Court of Appeals Affirms Judgment as a Matter of Law for Employer in Wrongful Discharge Action

On September 5, 2013, the District of Columbia Court of Appeals decided Davis v. Community Alternatives of Washington, D.C., Inc., No. 11-CV-1497, slip op. (D.C. Sept. 5, 2013), in which it considered the viability of a tort claim for wrongful discharge against public policy. Id. at 1-2. The claim was brought by, inter alia, two former employees of the defendant, “which operates group homes that house adults with intellectual disabilities.” Id. The plaintiffs alleged that they were discharged “because of their complaints about client treatment and staff working conditions.” Id. at 2. “[T]he case proceeded to trial, and at the close of [the plaintiffs’] case-in-chief, the trial court granted . . . judgment as a matter of law” for the defendant. Id. at 2-3. The plaintiffs appealed. Id. at 3.

The main issue on appeal was whether the trial court erred in granting judgment as a matter of law for the defendant. Id. at 3. The Court of Appeals began its analysis of that issue by briefly describing the tort of wrongful discharge against public policy. Id. at 3-6. It stated that the tort “creates a ‘very narrow’ exception to the general rule that at-will employees may be discharged at any time for any reason.” Id. at 3-4 (footnote omitted; quoting Carl v. Children’s Hosp., 702 A.2d 159, 159-60 (D.C. 1997) (en banc)). It further stated that, to make out a claim for wrongful discharge, a plaintiff must “identify either a public policy that [the Court of Appeals] has previously recognized or ‘make a clear showing, based on some identifiable policy that has been officially declared in a statute or municipal regulation, or in the Constitution, that a new exception [to the at-will doctrine] is needed.'” Id. at 4 (internal quotation marks omitted; second alteration in original; quoting Fingerhut v. Children’s Natl’l Med. Ctr., 738 A.2d 799, 803-04 (D.C. 1999)). A plaintiff must also show “‘a close fit between [that] policy. . . and the conduct at issue in the allegedly wrongful termination.'” Id. (alterations in original; quoting Fingerhut, 738 A.2d at 803 n.7). Additionally, the “predominant cause” of the termination must be a protected activity; termination for “serious misbehavior on the job” is not actionable. Id. at 5-6 (citing Wallace v. Skadden, Arps, Slate, Meagher & Flom, 715 A.2d 873, 886 (D.C. 1998)).

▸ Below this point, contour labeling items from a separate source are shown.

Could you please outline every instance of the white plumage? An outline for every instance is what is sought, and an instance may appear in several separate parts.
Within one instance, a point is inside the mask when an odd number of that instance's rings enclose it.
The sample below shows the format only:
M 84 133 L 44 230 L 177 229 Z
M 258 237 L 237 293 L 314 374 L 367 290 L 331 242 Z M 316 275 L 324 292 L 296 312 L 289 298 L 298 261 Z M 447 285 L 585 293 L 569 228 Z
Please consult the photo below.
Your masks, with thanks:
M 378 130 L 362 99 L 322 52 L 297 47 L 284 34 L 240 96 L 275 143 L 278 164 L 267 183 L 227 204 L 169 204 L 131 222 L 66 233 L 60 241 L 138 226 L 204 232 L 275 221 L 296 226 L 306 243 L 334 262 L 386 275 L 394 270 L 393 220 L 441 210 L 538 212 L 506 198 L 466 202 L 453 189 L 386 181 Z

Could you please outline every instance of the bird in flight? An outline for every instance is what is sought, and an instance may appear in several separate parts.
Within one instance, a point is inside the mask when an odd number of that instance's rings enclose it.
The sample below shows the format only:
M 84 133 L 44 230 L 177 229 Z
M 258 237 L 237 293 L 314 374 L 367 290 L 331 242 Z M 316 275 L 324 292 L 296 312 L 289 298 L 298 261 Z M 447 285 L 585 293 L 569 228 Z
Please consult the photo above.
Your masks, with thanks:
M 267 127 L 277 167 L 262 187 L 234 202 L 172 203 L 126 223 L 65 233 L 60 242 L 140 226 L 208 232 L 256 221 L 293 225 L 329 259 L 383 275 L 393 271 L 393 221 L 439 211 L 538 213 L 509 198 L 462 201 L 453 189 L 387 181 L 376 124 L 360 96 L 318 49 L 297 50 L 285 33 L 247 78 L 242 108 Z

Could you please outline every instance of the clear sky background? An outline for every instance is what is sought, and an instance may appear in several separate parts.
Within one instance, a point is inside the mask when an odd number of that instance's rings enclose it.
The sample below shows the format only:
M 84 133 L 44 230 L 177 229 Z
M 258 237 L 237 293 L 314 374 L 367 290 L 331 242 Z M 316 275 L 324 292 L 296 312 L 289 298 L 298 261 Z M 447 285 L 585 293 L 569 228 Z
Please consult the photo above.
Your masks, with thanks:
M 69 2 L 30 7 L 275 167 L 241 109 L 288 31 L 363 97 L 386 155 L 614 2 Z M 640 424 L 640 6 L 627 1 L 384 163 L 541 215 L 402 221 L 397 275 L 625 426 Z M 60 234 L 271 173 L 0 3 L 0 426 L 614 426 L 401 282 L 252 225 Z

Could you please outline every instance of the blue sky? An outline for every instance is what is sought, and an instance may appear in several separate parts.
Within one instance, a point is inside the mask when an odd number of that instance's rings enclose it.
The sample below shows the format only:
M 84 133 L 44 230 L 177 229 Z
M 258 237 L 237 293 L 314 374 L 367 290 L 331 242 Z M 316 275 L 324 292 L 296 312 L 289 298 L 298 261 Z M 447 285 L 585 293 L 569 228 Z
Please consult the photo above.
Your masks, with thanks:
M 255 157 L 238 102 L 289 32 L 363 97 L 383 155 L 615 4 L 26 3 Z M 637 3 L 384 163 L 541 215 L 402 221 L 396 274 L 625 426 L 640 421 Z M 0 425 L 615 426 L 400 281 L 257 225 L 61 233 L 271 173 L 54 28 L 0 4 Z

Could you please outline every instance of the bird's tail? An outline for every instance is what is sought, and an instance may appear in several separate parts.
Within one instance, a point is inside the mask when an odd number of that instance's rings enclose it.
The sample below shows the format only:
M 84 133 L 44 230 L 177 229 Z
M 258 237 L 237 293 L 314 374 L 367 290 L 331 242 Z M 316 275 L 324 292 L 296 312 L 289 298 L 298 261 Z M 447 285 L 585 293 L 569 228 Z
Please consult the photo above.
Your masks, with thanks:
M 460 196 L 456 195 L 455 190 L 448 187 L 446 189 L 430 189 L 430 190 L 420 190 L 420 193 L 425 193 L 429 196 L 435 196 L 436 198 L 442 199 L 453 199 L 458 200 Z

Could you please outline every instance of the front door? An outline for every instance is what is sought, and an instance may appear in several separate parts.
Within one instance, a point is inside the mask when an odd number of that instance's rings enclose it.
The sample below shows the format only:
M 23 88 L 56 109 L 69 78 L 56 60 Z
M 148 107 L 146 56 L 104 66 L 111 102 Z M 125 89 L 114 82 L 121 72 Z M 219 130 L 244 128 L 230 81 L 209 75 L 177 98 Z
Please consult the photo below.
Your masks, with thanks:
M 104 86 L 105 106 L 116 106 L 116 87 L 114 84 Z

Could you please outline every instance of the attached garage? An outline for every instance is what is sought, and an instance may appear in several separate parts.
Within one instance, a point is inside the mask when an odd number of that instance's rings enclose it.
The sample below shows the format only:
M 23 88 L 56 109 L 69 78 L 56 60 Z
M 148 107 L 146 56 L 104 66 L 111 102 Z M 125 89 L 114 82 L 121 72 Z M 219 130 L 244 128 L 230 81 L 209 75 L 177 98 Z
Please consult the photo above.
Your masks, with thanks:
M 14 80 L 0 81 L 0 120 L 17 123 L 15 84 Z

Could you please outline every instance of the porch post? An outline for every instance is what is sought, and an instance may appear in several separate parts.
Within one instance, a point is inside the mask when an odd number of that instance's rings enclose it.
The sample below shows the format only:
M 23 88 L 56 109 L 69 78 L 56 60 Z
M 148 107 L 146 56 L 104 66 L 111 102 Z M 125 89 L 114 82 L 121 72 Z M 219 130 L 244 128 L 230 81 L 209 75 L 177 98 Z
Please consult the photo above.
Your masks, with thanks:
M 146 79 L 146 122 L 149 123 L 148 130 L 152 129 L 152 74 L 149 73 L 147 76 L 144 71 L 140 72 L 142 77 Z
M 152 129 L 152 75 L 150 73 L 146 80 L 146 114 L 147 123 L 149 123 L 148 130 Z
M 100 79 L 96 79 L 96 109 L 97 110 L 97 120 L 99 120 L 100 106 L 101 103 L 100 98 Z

Applying the foregoing law to the facts of this case, the Court of Appeals affirmed the trial court’s award of judgment as a matter of law for the defendant. The Court of Appeals explained that judgment as a matter of law was properly awarded to the defendant because, inter alia, “the evidence at trial established that [the plaintiffs] were terminated for serious, job-related misbehavior: [one] for falsifying her time and getting paid for hours she had not worked, and [the other] for fighting with her coworkers.” Id. at 8. Furthermore, the plaintiffs “developed no evidence at trial” — either direct or circumstantial — to show that their allegedly protected conduct (i.e., making complaints about client treatment and staff working conditions) “was in any way a factor in [the defendant’s] decisions to fire them.” Id. at 8 & n.7.